Blatting to human genome - (Jun/27/2005 )
I'm trying to clone in silico predictions in the lab and have been able to get a band of a fragment of a novel gene, however, when I try and blat the cloned sequence it only gives around 90% identity to our prediction and to the human genome. Also primers I have been using to the full length prediction have not yielded any product. I have tried to RACE the ends without success as yet.
The sequence of the cloned band as been confirmed by cloning from different tissues and sequencing (therefore not PCR induced errors)but still does not blat to human genome efficiently.
What I am really asking is why wouldn't the sequence BLAT properly???????
I would be interested to here any explanations, I've only been able to come up with two.

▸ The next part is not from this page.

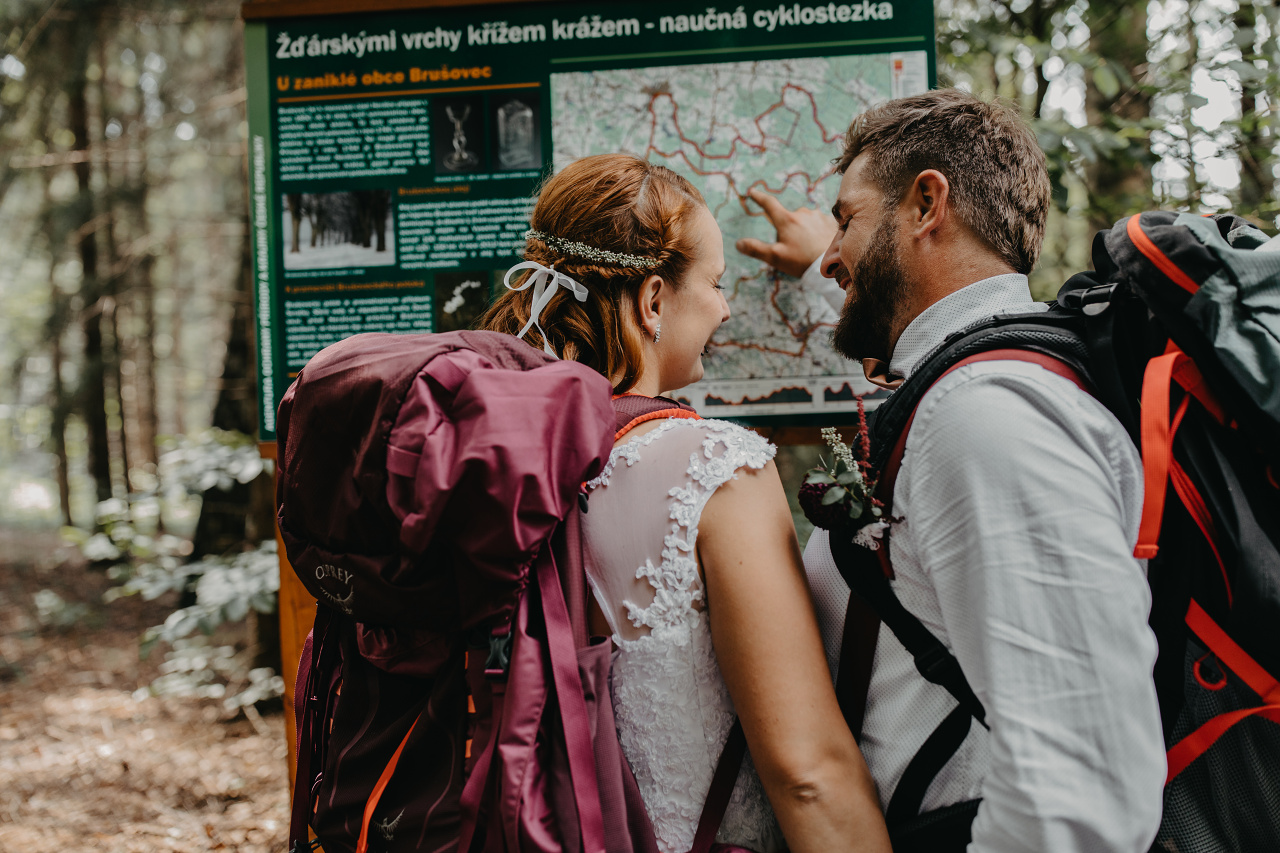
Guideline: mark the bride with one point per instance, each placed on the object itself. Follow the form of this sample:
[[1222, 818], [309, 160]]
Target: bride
[[689, 543]]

1/ The human genome in the area is not accurate (possible still a working draft with considerable ambiguities)
2/ The gene is actually a pseudogene and that has been retrotransposed into a heterochromatic region of the genome
Anyone else got any ideas?????
It sounds strange, but to make sure I would suggest you try:
Blast your sequence against NCBI "nr" database and all organisms to see if it matches to other organisms.

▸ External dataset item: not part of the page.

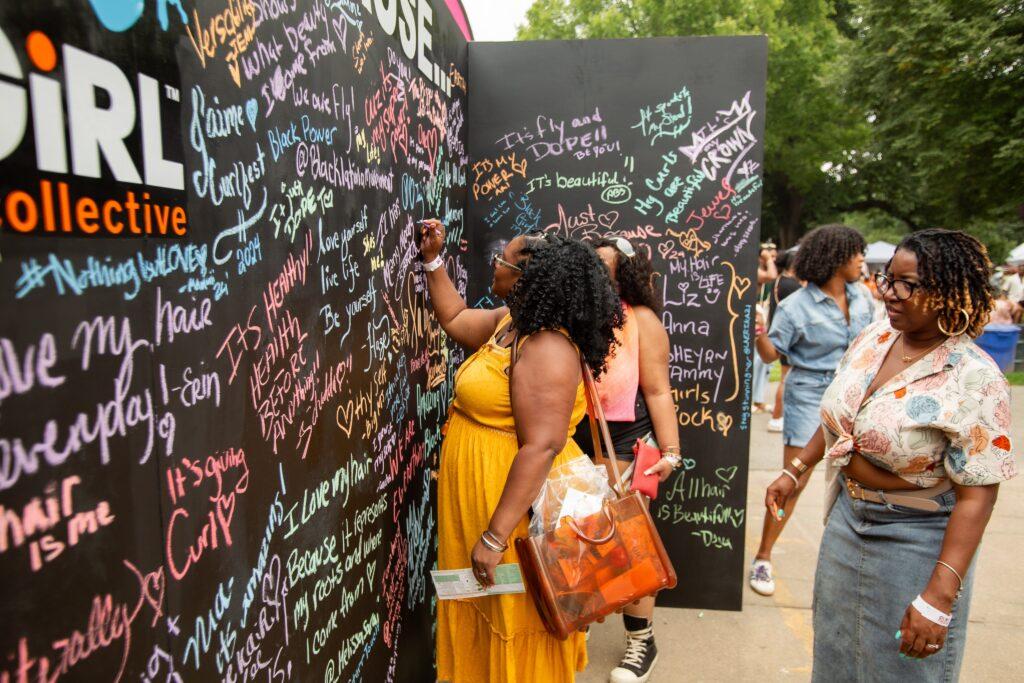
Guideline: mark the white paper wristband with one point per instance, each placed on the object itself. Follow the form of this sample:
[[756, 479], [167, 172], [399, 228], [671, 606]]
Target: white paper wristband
[[433, 265], [931, 613]]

This happened to me four years ago. I cloned an isoform of a human gene from a human cell line. This isoform had an extra exon inserted before the last exon and truncated the protein translation of the last exon of the wide type gene but added 6 aa before the stop codon.
I blasted the extra exon I cloned against human sequences and found no matches. Even now when the genome project has finished, I still could not find a match to human sequence. But when I blasted all organism, it matched to a rat sequence. Strange enough, it matched to the same gene of rat! How could this happen??? My primers used for the cloning only matched to human sequence and the inserted extra exon from rat is within the PCR product (with no primer matching site). The only explanation is that human and rat sequence for the same gene were recombinated in the cell. Four years past, I still have no clues to the mystery.
Thanks for the input, I thought I had a problem but inter-species recombination now that is something that takes some explaining.
I am pretty sure that the sequence is human, I've cloned and sequenced it from two different human tissue sources, so unless my cDNA is contaminated (possible) I think it should be human. Besides the best hit when I BLAST it at NCBI against all organisms the predicted human protein and a human BAC clone containing the sequence. My feeling is the human genome sequencing is wrong in that region, may be a difficult region to sequence and therefore under represented in the analysis. But I am open to suggestions.